As oil spills go, Harper's "world class" oil spill response team couldn't have asked for better conditions than they faced last Wednesday in Vancouver's English Bay.
There was nothing to obstruct crews getting at the spill and deploying their booms and equipment. The waters were calm. It was day time. It happened not all that far away from the Sea Island Coast Guard station. The best part is that it was a small spill, what should have been a piece of cake for our world class guardians.
And still they screwed it up.
It could have been so much worse. Imagine a heavily loaded tanker floundering on the rocks overnight in the midst of the sort of West Coast winter storms that fell giant trees in coastal forests. Imagine that heavily loaded tanker breaking up in the Douglas Channel or Hecate Strait. That is to imagine catastrophe of an incalculable scale on a multi-generational time span.
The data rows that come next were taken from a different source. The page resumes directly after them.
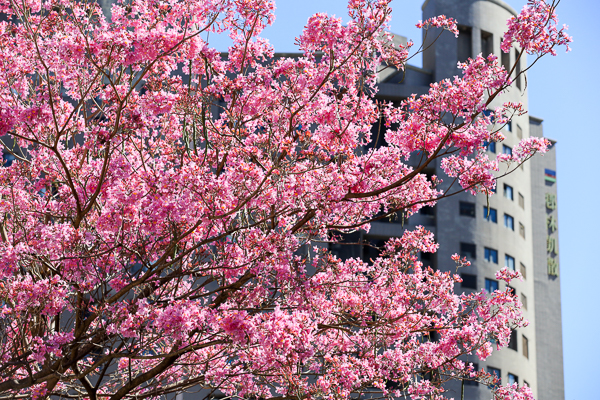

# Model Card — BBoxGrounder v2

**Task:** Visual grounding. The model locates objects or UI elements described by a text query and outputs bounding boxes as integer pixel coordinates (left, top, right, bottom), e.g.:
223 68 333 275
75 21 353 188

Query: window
2 152 15 167
483 141 496 153
483 247 498 264
504 214 515 231
460 274 477 290
485 278 498 293
483 206 498 224
508 329 517 351
504 254 515 271
459 201 475 218
487 367 502 389
519 193 525 210
460 243 477 260
521 335 529 358
519 222 525 239
515 49 521 90
419 206 435 217
464 363 479 386
504 183 513 200
521 293 527 310
456 26 473 62
521 263 527 279
481 31 494 57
Do you realize that those world class oil spill recovery vessels can't leave the pier in our winter storms and their booms are useless in those conditions?
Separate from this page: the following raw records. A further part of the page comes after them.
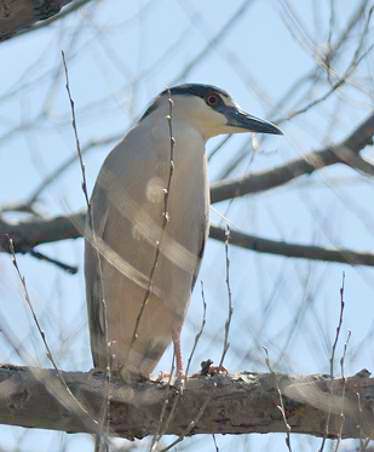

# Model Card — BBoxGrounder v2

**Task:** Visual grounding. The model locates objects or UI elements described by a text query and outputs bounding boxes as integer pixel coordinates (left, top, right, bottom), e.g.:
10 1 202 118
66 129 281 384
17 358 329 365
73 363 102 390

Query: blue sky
0 0 374 451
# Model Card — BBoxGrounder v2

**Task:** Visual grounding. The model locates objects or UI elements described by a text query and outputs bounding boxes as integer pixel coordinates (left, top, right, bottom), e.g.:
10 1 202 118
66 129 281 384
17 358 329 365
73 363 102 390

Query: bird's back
85 117 209 376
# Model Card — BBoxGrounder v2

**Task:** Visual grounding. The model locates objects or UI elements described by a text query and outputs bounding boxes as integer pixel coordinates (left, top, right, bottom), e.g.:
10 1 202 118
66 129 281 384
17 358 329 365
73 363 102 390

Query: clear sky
0 0 374 452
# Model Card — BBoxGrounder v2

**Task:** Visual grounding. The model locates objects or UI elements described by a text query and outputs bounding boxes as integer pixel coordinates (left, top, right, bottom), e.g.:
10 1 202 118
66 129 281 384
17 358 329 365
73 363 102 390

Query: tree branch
0 365 374 439
210 113 374 203
0 0 90 42
0 213 374 266
209 225 374 266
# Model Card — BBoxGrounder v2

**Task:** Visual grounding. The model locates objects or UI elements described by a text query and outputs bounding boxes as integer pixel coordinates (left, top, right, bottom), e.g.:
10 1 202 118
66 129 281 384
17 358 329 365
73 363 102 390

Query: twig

That oil spill in English Bay should have been like a kindergarten field day. Everybody should have come away with a shiny blue ribbon. Only they screwed it all up.
Environment Minister Mary Polak told the B.C. legislature on Monday that in the event of a marine spill “we are led in a unified command structure by the federal government through the Canadian Coast Guard.”
However, the minister said the province and other emergency response agencies were forced to act outside their usual roles due to the Coast Guard’s inaction.
“As a result of our repeated requests for an improvement in that situation, I can tell the members that the Coast Guard certainly stepped up their involvement, took back over the leadership of incident command as of Friday morning,” Ms. Polak said.